In the meantime those of us remaining had an easy 10 minute walk, downhill along the Danube Valley, past towering cliffs of limestone, until soon we too had reached the Abbey gates.
The group then seemed to mill about for what seemed like an eternity – because we were unable to hear the guide we weren’t exactly sure what was going on. It later emerged that we were waiting for a local guide who had been booked to show us through the church, however he/she hadn’t shown up. This has been another strange phenomena we’ve had to get used to with this current tour – local Scenic guides are with us for the coach trip and to herd us all back on to the buses at the end of the day, but they hand over to other guides when we reach the actual attraction we’re visiting. I can’t say I recall that having happened on previous cruises.
So eventually we took ourselves into the church to have a look around – I think I must be the only tourist to ever visit the Abbey who DOESN’T have pictures of the inside, judging by all of the camera flashes, phones and tablets being held up in there, but in my case at least I did respect the signage.
Back outside, we joined the mass of humanity (and diggity-doggety) assembled in the courtyard for the main attraction – the dark red beer brewed by the monks.
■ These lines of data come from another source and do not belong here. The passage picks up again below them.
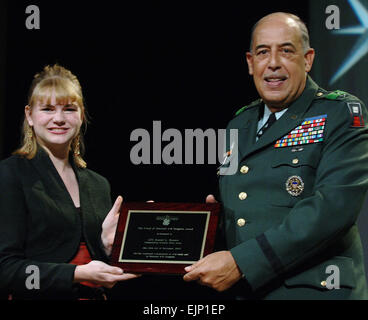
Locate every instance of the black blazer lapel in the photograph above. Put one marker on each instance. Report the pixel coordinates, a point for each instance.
(53, 184)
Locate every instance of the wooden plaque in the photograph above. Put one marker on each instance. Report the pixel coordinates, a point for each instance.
(164, 238)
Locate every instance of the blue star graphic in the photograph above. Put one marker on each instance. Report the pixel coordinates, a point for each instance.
(360, 49)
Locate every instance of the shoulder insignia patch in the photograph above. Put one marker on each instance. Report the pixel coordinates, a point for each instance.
(240, 111)
(355, 109)
(254, 103)
(335, 95)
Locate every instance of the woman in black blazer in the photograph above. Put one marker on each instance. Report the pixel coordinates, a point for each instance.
(56, 221)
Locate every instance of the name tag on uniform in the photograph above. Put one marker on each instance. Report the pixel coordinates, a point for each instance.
(310, 131)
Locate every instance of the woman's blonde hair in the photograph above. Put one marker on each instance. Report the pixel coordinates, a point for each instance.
(67, 90)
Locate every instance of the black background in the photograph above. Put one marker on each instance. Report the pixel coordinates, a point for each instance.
(178, 62)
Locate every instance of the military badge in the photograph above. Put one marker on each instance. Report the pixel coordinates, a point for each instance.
(310, 131)
(356, 115)
(295, 186)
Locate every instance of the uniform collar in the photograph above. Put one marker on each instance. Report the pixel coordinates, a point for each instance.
(287, 122)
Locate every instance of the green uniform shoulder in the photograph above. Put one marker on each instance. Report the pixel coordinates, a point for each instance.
(253, 104)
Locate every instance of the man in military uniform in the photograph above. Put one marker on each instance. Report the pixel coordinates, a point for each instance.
(290, 211)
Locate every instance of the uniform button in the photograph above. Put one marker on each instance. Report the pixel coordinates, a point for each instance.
(244, 170)
(241, 223)
(243, 196)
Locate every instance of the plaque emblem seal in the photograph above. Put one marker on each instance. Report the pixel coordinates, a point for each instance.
(295, 186)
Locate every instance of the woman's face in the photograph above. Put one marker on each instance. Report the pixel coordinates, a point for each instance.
(54, 124)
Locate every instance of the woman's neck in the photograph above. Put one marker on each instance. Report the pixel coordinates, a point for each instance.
(59, 157)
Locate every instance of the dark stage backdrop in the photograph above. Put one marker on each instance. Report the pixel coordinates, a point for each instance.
(178, 62)
(342, 59)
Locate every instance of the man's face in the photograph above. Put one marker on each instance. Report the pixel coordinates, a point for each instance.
(278, 62)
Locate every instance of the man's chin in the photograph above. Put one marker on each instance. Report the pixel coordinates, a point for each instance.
(275, 102)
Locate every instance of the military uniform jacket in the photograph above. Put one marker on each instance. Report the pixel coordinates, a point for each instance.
(39, 225)
(291, 208)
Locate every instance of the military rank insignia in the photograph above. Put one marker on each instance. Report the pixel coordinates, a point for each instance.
(310, 131)
(295, 186)
(356, 114)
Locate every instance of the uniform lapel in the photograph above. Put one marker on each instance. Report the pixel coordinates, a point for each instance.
(290, 120)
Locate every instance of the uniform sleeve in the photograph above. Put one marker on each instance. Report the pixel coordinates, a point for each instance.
(318, 221)
(17, 273)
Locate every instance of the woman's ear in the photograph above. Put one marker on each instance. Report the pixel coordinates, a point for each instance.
(28, 113)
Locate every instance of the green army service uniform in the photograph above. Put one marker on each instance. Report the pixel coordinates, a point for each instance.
(291, 209)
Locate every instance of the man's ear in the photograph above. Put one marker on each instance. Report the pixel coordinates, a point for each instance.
(250, 62)
(28, 112)
(309, 58)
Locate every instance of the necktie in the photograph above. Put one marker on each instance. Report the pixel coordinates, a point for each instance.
(271, 120)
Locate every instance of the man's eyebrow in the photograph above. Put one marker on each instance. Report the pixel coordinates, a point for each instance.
(285, 44)
(262, 46)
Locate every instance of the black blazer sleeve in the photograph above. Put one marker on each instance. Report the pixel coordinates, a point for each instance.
(13, 233)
Because our tour of the church was supposed to have taken 30 minutes, we were told we’d have to wait for our table to be ready, so we spent the next 20 minutes or so patting dogs and dodging cigarette smoke outside. At least it was a beautiful sunny day.
Finally we were shown to our tables inside, where we were treated to a large pretzel with sweet mustard each, plus a glass of the local Dankel beer. We have formed a great group on the ship, mostly made up of fellow Aussies and some wonderful Canadians, with a few American couples thrown into the mix as well. Most of us have been together since Prague, and we’ve been having some great laughs over plenty of food, wine and of course, beer.
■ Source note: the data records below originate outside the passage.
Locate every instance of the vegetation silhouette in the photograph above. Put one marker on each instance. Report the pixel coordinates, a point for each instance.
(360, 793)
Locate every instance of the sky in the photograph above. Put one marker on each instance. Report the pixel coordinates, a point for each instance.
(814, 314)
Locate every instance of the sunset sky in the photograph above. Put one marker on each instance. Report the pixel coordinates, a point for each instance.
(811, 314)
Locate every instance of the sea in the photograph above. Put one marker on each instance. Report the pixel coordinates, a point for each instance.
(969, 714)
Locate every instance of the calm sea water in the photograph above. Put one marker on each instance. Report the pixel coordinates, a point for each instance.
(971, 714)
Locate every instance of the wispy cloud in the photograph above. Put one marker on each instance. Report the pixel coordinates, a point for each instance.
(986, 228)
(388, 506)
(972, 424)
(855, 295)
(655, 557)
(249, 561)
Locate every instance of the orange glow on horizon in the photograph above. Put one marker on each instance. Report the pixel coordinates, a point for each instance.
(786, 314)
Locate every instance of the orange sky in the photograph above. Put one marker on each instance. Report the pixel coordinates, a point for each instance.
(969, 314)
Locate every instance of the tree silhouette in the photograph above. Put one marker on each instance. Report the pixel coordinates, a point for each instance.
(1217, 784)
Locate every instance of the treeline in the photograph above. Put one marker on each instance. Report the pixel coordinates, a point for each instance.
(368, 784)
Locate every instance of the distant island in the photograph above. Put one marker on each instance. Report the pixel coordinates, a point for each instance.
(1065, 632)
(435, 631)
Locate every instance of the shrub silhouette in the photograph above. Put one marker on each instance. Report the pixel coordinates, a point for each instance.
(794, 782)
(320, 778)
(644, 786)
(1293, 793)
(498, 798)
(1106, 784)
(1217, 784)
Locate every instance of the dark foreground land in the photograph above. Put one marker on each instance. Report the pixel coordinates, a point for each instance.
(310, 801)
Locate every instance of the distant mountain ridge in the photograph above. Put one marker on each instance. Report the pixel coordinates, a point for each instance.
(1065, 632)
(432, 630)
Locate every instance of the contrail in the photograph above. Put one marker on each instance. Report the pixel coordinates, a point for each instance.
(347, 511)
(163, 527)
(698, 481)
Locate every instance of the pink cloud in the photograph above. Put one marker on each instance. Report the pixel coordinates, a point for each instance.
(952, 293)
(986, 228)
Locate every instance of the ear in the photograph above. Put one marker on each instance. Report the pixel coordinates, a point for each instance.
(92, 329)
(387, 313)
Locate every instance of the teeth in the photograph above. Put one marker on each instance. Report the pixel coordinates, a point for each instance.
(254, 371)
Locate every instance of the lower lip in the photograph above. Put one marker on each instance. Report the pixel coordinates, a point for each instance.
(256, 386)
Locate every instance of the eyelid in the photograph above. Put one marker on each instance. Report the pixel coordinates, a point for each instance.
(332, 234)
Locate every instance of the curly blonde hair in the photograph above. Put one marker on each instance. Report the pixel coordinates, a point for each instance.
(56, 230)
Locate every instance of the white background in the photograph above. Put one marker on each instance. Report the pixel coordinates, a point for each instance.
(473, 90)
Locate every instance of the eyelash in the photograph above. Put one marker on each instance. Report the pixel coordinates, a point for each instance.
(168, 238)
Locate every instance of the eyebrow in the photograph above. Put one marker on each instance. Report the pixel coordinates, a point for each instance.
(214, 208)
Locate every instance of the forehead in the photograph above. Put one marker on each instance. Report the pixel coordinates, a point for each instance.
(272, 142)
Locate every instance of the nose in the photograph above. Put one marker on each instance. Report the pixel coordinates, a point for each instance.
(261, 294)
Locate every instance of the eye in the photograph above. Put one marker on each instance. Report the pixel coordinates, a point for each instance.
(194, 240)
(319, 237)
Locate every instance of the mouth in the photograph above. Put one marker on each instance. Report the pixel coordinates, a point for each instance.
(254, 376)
After the beers, it was time to walk the calories off with a stroll along the river to the cruise boat, pausing briefly at the obligatory flood level marker on the corner of the building.
The brochure had promised us a leisurely cruise on a small, locally operated cruise boat, back to Kelheim via the Danube Gorge, where our coach would be waiting to take us back to the ship. What they neglected to mention was that we’d be sharing that privilege with 540 other tourists, most of whom had just spent the afternoon loading up on beer, pretzels and sweet mustard.
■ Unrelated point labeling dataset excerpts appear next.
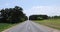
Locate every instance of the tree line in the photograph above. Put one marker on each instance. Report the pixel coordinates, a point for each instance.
(12, 15)
(42, 17)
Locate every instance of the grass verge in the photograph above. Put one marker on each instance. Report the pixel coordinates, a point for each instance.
(4, 26)
(53, 23)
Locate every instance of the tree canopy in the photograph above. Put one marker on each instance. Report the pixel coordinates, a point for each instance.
(12, 15)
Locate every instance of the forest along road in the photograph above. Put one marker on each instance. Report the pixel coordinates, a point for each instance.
(29, 26)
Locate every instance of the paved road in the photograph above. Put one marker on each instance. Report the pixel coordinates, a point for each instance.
(28, 26)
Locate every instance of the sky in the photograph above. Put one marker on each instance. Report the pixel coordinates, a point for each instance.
(33, 7)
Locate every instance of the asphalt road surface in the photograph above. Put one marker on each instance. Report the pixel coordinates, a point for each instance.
(28, 26)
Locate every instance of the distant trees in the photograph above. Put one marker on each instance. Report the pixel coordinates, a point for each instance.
(38, 17)
(12, 15)
(54, 17)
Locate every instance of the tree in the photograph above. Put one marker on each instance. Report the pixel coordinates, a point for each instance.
(13, 15)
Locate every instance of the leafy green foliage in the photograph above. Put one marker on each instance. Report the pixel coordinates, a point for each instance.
(12, 15)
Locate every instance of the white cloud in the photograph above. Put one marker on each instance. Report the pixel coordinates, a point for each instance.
(48, 10)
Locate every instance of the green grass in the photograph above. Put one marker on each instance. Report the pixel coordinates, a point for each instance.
(4, 26)
(53, 23)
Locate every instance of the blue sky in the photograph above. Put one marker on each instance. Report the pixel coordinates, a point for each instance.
(49, 7)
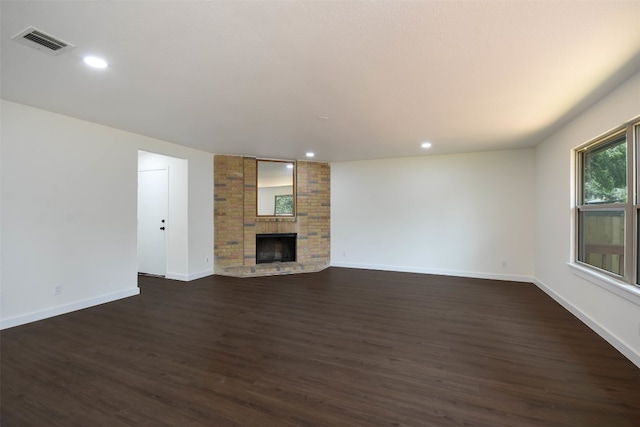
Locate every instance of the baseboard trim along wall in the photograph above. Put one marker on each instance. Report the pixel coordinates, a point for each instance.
(66, 308)
(456, 273)
(597, 328)
(189, 277)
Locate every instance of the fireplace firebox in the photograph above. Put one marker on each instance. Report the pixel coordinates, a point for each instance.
(275, 248)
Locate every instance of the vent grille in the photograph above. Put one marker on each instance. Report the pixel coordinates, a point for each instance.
(42, 41)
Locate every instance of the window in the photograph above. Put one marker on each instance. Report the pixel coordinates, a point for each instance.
(606, 205)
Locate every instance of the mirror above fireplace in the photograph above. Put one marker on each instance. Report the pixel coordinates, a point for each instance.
(276, 188)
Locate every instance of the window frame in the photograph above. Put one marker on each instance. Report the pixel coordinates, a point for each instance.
(631, 208)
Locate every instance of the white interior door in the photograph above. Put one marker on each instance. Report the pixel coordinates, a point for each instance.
(153, 205)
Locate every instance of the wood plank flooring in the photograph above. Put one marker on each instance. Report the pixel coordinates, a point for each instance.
(341, 347)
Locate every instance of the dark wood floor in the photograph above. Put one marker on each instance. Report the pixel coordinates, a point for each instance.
(338, 348)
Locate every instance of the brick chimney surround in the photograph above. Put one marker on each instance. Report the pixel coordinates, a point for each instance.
(236, 223)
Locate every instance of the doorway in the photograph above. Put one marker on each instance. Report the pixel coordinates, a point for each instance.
(163, 195)
(153, 210)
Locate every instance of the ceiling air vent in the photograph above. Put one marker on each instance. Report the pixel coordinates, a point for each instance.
(42, 41)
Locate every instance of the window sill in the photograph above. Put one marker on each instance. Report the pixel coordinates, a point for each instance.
(618, 287)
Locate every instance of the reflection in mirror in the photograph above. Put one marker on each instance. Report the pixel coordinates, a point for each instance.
(276, 188)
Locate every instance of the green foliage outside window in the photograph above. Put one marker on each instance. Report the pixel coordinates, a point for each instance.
(605, 174)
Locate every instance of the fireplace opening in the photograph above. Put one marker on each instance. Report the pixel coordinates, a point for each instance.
(275, 248)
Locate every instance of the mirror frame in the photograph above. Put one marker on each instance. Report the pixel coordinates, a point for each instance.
(293, 186)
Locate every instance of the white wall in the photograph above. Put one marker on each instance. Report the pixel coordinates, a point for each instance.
(68, 204)
(458, 214)
(615, 316)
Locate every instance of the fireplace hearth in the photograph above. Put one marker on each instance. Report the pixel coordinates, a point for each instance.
(275, 248)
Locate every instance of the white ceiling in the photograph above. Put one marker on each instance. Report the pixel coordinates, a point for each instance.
(346, 79)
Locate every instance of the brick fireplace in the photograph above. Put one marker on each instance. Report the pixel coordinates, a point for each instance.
(237, 226)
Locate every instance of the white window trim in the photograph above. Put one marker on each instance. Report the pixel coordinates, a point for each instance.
(611, 284)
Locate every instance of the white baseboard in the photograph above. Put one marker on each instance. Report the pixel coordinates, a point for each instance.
(457, 273)
(597, 328)
(66, 308)
(189, 277)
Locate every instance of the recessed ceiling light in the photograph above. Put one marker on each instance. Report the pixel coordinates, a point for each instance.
(95, 62)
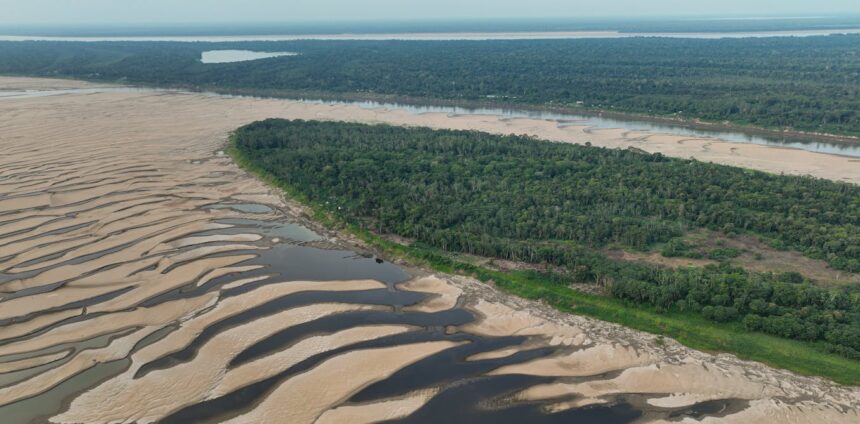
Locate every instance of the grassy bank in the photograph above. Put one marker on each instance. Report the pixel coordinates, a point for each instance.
(691, 330)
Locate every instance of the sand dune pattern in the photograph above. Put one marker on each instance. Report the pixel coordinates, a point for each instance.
(145, 278)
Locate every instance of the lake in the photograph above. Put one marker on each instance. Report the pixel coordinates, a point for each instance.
(228, 56)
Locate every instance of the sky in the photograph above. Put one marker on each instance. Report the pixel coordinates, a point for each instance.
(49, 12)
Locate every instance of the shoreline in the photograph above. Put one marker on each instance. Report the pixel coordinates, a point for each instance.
(445, 35)
(142, 172)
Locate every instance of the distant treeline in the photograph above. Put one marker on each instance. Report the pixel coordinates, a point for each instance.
(527, 200)
(805, 84)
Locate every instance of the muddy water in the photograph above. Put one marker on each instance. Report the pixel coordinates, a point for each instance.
(594, 121)
(145, 278)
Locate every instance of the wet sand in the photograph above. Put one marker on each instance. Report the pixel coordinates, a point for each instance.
(135, 287)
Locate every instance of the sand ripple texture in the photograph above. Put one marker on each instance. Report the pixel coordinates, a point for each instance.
(145, 278)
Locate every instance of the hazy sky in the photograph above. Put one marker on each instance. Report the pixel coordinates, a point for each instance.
(171, 11)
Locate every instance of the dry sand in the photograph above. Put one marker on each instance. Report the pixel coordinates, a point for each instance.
(103, 199)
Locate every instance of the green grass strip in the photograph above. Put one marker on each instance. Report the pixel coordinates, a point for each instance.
(691, 330)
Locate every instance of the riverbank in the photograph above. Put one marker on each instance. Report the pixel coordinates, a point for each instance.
(173, 286)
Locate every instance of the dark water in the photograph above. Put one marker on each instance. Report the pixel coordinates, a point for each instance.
(466, 393)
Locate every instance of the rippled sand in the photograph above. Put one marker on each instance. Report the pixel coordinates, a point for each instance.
(132, 291)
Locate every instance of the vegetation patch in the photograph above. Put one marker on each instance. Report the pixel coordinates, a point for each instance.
(520, 199)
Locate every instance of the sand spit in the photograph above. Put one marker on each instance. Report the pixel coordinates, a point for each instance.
(121, 242)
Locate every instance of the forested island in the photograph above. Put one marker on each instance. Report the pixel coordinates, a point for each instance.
(805, 84)
(558, 205)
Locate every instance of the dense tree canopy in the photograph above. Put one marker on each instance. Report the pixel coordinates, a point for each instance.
(518, 198)
(807, 83)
Still, we somehow managed to squeeze on, hold our collective breaths and allow ourselves just enough arm room to take some great snapshots of the stunning scenery through the gorge.
After some time we reached Kelheim, and surprisingly the boat managed to stay upright despite the mass rush to reach the exit. Whether it be on the roads or in multiple queues indoors, one thing German people don’t seem to have much time for is the ‘zipper method’ of merging traffic. Basically, it seems instead that you push your way in front of everyone you can until you reach a point where the person in front is bigger than you and likely to do you an injury, and then you yield. That’s of course unless you are a little old lady with a handbag, and then even the biggest oaf is fair game.
Back on the bus, it was about a 40 minute trip back to Regensburg, where we rejoined the ship and sat at the bar and ordered more Dankel beers, just for old time’s sake.